"Alright Rarity, here we have the grid. There is a mathematical limit to combinations that will result in a win in games like this one, since the grid here is a small one we could almost go through all of them, but that won't lead us anywhere. Instead, we'll ignore rotations and inversions, so in the end there are 3 ways to make a line: 2 horizontal or vertical, and one diagonal-"
"But Twilight", interrupted the unicorn, "surely there must be more ways to win than three?"
"That's what I meant by rotations and inversions. For example...", Twilight began to draw up a couple of states; it came almost disgustingly easy to her, "there's no topological difference between these states, whether the row is horizontal or vertical, if it is along one edge, you can say it's the same constellation. So if you know how to build one like these, you can apply that to any similar state."
"But Twilight", began Rarity, "I don't even know how to start a game!"
"I'm getting there, Rarity. It'll all be clear in a moment, I promise. Now, the complete number of states the game can adopt is 3^9, that is each of the nine spaces can have one of three states - claimed by X, claimed by O, or not claimed. You can adapt this formula to any similar game with any number of players, if we played with Spike and Fluttershy, on a twelve by eight grid, there'd be 5^120 states! Isn't that amazing?"
"But Twilight", said a puzzled Rarity, "How in Equestria is that going to help me? I really just need to know how to begin the game first!"

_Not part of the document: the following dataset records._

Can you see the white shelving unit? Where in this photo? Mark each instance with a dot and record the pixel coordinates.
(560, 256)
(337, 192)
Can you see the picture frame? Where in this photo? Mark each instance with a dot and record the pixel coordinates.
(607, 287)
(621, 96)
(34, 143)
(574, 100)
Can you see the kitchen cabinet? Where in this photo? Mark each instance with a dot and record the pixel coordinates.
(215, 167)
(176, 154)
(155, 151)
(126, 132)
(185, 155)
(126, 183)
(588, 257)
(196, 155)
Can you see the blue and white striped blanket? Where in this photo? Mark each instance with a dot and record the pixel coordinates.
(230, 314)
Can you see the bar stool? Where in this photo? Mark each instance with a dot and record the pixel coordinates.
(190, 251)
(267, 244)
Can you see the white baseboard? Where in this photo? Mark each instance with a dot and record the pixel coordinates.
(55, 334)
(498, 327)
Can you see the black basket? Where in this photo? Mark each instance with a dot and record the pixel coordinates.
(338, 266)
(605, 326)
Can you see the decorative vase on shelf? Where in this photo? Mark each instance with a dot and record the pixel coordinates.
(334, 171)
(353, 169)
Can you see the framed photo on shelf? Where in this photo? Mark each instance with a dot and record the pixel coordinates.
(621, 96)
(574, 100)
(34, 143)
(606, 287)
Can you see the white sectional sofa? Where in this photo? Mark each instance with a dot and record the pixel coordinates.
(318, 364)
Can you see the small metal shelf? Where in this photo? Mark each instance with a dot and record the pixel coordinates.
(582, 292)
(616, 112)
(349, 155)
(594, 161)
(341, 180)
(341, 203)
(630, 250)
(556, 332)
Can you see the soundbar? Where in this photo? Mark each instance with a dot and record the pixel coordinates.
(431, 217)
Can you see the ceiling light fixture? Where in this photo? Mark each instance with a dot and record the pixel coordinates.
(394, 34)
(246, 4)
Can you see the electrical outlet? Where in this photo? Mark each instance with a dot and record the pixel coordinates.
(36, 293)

"Trust me, this may not seem relevant, but you will need this. So as I was saying, we have for the base the number of players plus one, since a space can be empty in addition to claimed by either player, and for the exponent we have the total number of spaces. So exponentiation is pretty much multiplying a number by itself several times. But this isn't where this all stops; since for the game it doesn't matter if we start in one corner or another - because we can clearly just rotate the paper, see? - this means that any moves our opponent makes are in relation to the others. Because we can rotate - and by extension, reflect - a state, this cuts down on the numbers of total combinations, as we already mentioned over the course of this seminar, so that in total..." Twilight didn't notice Rarity's mind had already begun to wander off. In the end, it didn't much matter, did it? It's not like she had to be ashamed of herself for not having grasped this simple game at an age where she already was a successful businessmare.
Having borrowed a raincloud for personal use from Rainbow Dash, who tactfully didn't ask for its purpose, Rarity trudged across Ponyville, drenched by the constant downpour upon her now thoroughly wet mane, tail and coat, a deep scowl on her face. She had to find a way, and merely succumbing to the despair did not yield any results aside from venting, but venting could only take you so far. Since Twilight, though well-intentioned and certainly educated enough, managed to turn a little explanation of a game into a lecture on maths, Rarity may need somepony more blunt to keep the explanation strict to the point. She already had a certain farm pony in mind, and thus headed towards Sweet Apple Acres, hoping that Applejack was able to clear the fog for her.